New freight cars are unlikely to significantly fall in price


Despite the fact that the growth factors of production costs have been exhausted.

The transition from project to contract using floating values ​​is a step towards consumers.

As we see, exhausted themselves. This means that prices for rolling stock will be adjusted downwards. It will be useful for customers, ”the expert predicts.

“I do not expect them to significantly reduce the cost. According to Vedomosti, an information source, the transition to floating-price framework contracts is associated with higher prices for metals and components, as well as with the expected full capacity utilization of the plant this year and the first half of 2020. The lack of long-term demand for car-building products is a risk for the development of the industry, ”warns Vladimir Savchuk, deputy general director of the Institute of Natural Monopolies Problems (IPEM). As can be seen from the uneven utilization of enterprises, the record production volumes in 2-3 years may be due to production capacity and a shortage of orders, the expert predicts. At the end of last year, engineering enterprises produced 69,000 wagons. This figure is close to the 2012 record. At that time, 71,000 units of rolling stock were produced.

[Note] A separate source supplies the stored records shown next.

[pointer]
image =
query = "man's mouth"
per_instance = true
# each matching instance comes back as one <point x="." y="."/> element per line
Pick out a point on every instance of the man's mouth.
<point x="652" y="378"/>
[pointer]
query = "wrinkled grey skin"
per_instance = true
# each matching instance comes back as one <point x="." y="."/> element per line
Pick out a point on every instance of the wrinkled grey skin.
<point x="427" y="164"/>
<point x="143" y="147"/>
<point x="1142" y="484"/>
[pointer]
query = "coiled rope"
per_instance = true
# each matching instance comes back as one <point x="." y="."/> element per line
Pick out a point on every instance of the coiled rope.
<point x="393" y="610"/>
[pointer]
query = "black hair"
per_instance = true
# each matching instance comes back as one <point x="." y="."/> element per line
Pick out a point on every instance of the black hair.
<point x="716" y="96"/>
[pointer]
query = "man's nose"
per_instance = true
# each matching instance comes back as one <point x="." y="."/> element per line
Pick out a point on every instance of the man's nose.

However, IPEM analysts believe that production growth will not turn into a long-term trend. In accordance with the need to upgrade gondolas. According to the Institute for Problems of Natural Monopolies, in 2018 the share of gondolas in the total production decreased to 61%, while the average age of equipment in this segment for the first time in 12 years increased from 8.1 to 8.3 years. According to IPEM forecasts, 35-40 thousand gondola cars will be produced this year. This is a total of up to 2025. New peak listings are expected after 2029.